Andy (Long pause. Then another long sigh.): Ok. I’ll meet you at home. I get home. My darling boys pour out Andy's car, along with a little friend who is super skinny like only five-year-old boys can be skinny and I know immediately he won’t survive a knife wound. And then Mary gets out of her car and I don’t see the glitter of a knife. Yet.

Andy starts to unload the furniture and Mary starts yelling at him to wait because it’s heavy and it’s her truck. And so, Andy says ok and offers her a Fresca (stabbers like Fresca I bet. Stabbing is thirsty work.) and Mary says no and then she tells Andy what to do and they unload the furniture and she doesn’t ever even reach for a knife and I offer her $20 and she gets completely offended. Me: Please Mary do something nice for yourself. Mary: No! NO. That is offensive. I believe in karma. Use that $20 to buy these boys some ice cream (Henry Blackford about has a coronary at this point.).

Henry (age 8): Oh my GOSH! that is so nice! Isn’t it mom? Can we go to Dairy Queen? Mom? MOM?

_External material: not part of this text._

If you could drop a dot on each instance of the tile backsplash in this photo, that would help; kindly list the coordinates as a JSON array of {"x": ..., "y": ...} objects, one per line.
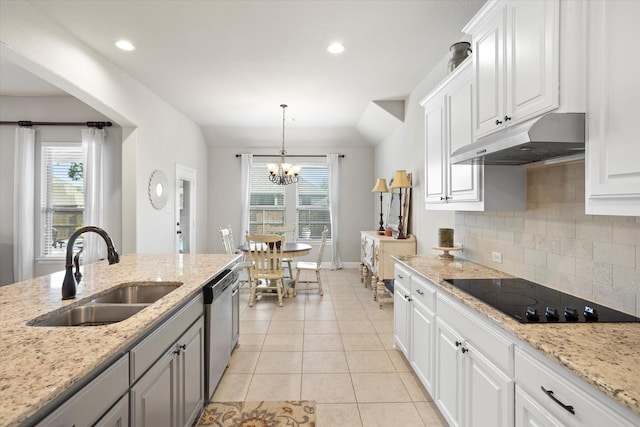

So, then Mary leaves. She just gets in her truck and drives away without stabbing anyone. And I was standing in the driveway thinking that sometimes you just have to trust everything is going to work out. That the universe or God or whatever or whomever you believe in is on your side. That people are innately good. Even those bit*&es in the consignment shop. So, I am off to buy that coffee table.

And then I am going to cut bangs.

Be brave my dear readers! Get rid of that ugly piece of art that was expensive but horrid. Paint your ceiling black. Buy a white sofa.

Everything is going to be ok. Except for those ladies at the consignment shop because, like Scary Non-Knife-Wielding Mary said, believe in karma.